Sampah

  • Bagikan
Petugas kebersihan sedang mengangkut sampah di pinggir jalan dalam Kota Kendari.

Oleh M Djufri Rachim

SUMPAH, sampah masyarakat masih menjadi problem utama di perkotaan. Kendari, apa lagi. Pemerintah kota ini merilis volume sampah mencapai 200 ton per hari.

Itu hitungan pemerintah. Jumlahnya pada kenyataan mungkin jauh lebih banyak lagi. Bila menggunakan teori bahwa setiap orang menghasilkan 0,68 kg sampah per hari maka tinggal kalikan dengan jumlah penduduk Kendari saat ini sebanyak 350 ribu jiwa lebih.

Sampah itu masih banyak tidak terurus. Amat tidak sulit untuk membuktikannya. Cukup dengan pertanyaan-pertanyaan. Misalnya; pinggir jalan raya mana yang tidak ada sampah? Lorong perumahan apa yang bebas sampah? Area publik mana yang tidak berserahkan sampah; halaman sekolah, kampus, kantor, toko, rumah ibadah, dan seterusnya. Atau juga di pekarangan dan dalam rumah kita sendiri. Wallahu a’lam bishawab.

Apakah sampah masyarakat itu tidak diurus oleh pemerintah? Pasti diurus, dan kelihatannya sangat diurus. Bila kita membaca Perda Kota Kendari Nomor 4 tahun 2015 tentang Pengelolaan Sampah, di situ sudah sangat ideal aturan-aturannya, mengenai hak, kewajiban hingga larangan mengenai sampah.

Dalam Perda itu pemkot Kendari menjamin hak setiap orang untuk mendapatkan pelayanan dalam pengelolaan sampah secara baik dan berwawasan lingkungan.

Lalu setiap orang wajib memelihara kebersihan lingkungan, juga menyediakan tempat sampah. Larangannya pun tak kalah teknis, misalnya dilarang membuang sampah di sungai, got, saluran-saluran air, lorong, taman, lapangan serta tempat-tempat umum lainnya.
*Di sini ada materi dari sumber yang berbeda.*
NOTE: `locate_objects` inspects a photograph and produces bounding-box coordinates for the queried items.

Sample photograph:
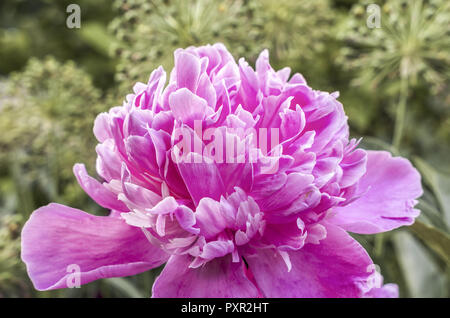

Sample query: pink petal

[22,203,167,290]
[244,224,373,298]
[153,255,258,298]
[331,151,422,234]
[73,163,128,211]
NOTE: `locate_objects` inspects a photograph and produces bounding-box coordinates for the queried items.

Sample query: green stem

[392,76,409,150]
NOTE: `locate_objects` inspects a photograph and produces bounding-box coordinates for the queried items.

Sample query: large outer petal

[22,203,168,290]
[153,255,258,298]
[331,151,422,234]
[244,224,374,298]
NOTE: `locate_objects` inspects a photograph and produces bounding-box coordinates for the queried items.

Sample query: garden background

[0,0,450,297]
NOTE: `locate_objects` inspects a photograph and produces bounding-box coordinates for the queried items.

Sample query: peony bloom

[22,44,422,297]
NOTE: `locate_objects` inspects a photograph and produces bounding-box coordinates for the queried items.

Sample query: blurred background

[0,0,450,297]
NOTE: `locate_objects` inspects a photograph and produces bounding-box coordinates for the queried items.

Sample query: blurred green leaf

[393,231,448,297]
[105,277,145,298]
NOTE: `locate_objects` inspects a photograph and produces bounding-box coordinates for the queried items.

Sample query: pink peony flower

[22,44,422,297]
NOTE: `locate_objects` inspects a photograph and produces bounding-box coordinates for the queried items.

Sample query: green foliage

[0,0,450,297]
[0,58,105,211]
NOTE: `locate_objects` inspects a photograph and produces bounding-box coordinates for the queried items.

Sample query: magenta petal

[169,88,208,127]
[178,157,225,205]
[73,163,129,211]
[22,203,168,290]
[152,255,258,298]
[244,224,374,298]
[331,151,422,234]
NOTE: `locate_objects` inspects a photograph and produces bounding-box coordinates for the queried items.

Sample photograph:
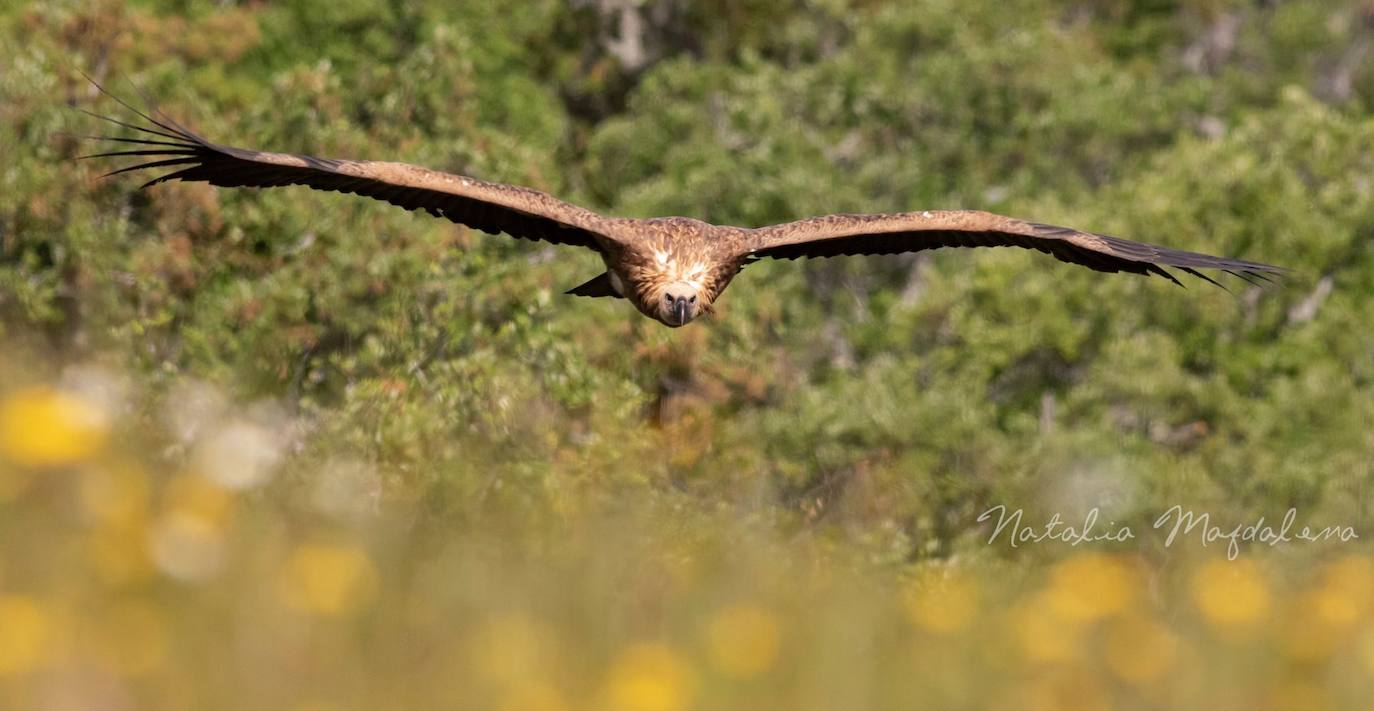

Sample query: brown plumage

[85,79,1283,327]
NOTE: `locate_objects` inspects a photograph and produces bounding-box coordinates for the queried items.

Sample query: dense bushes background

[0,0,1374,708]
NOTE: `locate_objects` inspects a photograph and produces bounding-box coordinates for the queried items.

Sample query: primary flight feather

[85,81,1285,327]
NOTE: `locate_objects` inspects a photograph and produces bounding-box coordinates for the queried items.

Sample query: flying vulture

[82,80,1285,327]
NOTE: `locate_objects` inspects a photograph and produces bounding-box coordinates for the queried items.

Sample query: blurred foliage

[0,0,1374,710]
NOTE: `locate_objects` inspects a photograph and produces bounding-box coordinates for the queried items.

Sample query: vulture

[82,77,1286,327]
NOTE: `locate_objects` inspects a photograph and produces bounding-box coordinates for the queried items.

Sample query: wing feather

[746,210,1287,289]
[81,77,616,250]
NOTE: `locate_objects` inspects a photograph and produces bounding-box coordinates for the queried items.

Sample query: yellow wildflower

[606,642,695,711]
[0,595,54,675]
[278,543,376,616]
[706,605,779,679]
[905,568,978,634]
[0,386,109,468]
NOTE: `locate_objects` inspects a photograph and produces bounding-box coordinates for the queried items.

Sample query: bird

[80,77,1287,329]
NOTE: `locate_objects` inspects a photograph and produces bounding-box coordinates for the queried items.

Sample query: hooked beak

[673,297,691,326]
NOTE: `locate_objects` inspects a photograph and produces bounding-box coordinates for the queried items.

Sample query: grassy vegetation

[0,0,1374,711]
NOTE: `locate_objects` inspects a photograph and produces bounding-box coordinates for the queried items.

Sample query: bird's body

[83,77,1283,327]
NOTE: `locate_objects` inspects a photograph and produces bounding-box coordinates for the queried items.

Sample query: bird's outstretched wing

[82,77,611,250]
[746,210,1286,286]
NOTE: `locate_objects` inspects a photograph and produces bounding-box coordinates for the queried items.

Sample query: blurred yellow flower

[0,595,54,675]
[905,567,978,634]
[1044,553,1143,622]
[87,521,155,584]
[0,386,109,466]
[162,473,234,525]
[706,605,780,679]
[1010,593,1083,663]
[1193,558,1270,627]
[606,642,695,711]
[278,543,378,616]
[1103,615,1179,683]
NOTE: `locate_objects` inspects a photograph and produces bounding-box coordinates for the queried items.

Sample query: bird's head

[657,282,706,329]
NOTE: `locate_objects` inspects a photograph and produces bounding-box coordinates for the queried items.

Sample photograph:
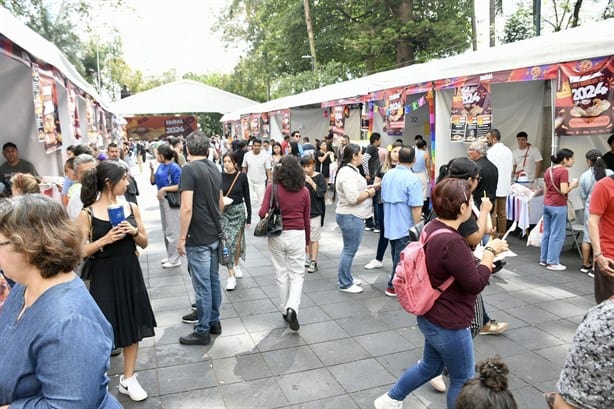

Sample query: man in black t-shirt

[177,131,224,345]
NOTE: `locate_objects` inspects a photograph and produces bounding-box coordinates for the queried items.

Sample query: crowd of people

[0,129,614,409]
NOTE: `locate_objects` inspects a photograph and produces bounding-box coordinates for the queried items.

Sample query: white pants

[268,230,305,314]
[248,179,268,214]
[158,197,181,263]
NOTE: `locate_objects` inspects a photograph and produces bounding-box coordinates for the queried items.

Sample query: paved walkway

[109,169,594,409]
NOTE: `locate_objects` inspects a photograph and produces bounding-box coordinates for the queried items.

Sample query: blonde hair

[11,173,41,195]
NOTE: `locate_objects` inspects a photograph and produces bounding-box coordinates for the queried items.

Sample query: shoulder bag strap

[224,171,241,196]
[548,167,567,198]
[192,161,224,238]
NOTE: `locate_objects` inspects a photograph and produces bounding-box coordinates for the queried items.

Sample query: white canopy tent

[110,80,257,115]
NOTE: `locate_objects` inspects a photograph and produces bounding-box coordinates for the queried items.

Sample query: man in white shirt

[241,139,271,209]
[513,131,544,184]
[486,129,514,237]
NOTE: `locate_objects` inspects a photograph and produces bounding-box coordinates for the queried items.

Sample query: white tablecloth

[507,194,544,230]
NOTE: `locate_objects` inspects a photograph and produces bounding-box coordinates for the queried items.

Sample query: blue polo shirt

[382,164,424,240]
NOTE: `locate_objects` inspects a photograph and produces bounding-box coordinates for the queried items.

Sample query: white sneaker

[546,264,567,271]
[429,375,446,392]
[117,374,147,402]
[235,264,243,278]
[365,258,384,270]
[373,392,403,409]
[339,284,362,294]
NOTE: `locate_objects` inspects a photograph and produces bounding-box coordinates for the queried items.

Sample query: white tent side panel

[0,53,62,176]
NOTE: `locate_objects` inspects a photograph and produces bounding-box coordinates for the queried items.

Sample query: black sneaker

[286,308,301,331]
[209,321,222,335]
[181,311,198,324]
[179,332,211,345]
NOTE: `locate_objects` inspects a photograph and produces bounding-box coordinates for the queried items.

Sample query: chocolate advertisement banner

[32,64,62,153]
[125,115,198,141]
[554,57,614,136]
[384,88,405,135]
[450,82,492,142]
[330,105,350,135]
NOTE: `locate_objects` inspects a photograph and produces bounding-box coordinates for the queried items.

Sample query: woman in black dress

[79,161,156,401]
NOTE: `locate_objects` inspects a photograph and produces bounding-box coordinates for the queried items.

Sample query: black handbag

[254,183,283,237]
[164,167,181,209]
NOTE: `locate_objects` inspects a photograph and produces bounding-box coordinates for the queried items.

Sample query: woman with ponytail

[580,149,614,277]
[456,356,518,409]
[78,161,156,401]
[539,148,578,271]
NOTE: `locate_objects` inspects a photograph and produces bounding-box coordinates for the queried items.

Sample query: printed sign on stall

[450,82,492,142]
[554,57,614,136]
[384,88,405,135]
[32,64,62,153]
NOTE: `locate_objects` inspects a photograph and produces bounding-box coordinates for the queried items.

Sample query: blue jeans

[185,241,222,335]
[539,206,567,264]
[375,203,388,261]
[388,317,475,409]
[388,236,409,288]
[337,214,364,288]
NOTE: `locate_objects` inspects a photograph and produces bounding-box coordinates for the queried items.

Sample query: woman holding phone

[78,161,156,401]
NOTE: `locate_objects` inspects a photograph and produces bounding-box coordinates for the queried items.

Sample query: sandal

[544,392,556,409]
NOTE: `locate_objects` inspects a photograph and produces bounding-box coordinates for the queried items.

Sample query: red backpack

[392,229,454,315]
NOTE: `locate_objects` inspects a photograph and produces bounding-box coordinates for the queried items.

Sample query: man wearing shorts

[301,156,326,273]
Apakah sudah diindahkan hak, kewajiban, dan larangan itu. Bahwa setiap orang wajib mendapatkan layanan secara baik, kita masih kesulitan mencari tempat buang kertas tisu bekas atau kaleng minuman yang telah digunakan di tempat-tempat publik.

Larangan lebih-lebih. Ada satu fenomena yang menarik soal larang melarang ini. Makin dilarang makin dilanggar. Dilarang buang sampah, tetapi di situ banyak sampah berserahkan. Dilarang merokok, tapi di situlah nikmatnya perokok menghisap. Dilarang menyalahkan ponsel dalam pesawat terbang tetapi di situlah sibuknya penumpang menelpon dan bermain HP. Seolah-olah di sana dilarang melarang.

Fenomena lainnya, kita warga negara 62 yang “bebas” melanggar berbagai larangan di dalam Indonesia kita, jika keluar negeri akan auto tertib. Tidak membuang sampah sembarangan, juga tidak merokok pada bukan tempatnya.  

Entah harus dimulai dari mana untuk menertibkan semua itu. Agar selesai membuka kulit permen, pembungkusnya dimasukan dalam saku celana bila tak ada tong sampah tersedia di sekitar.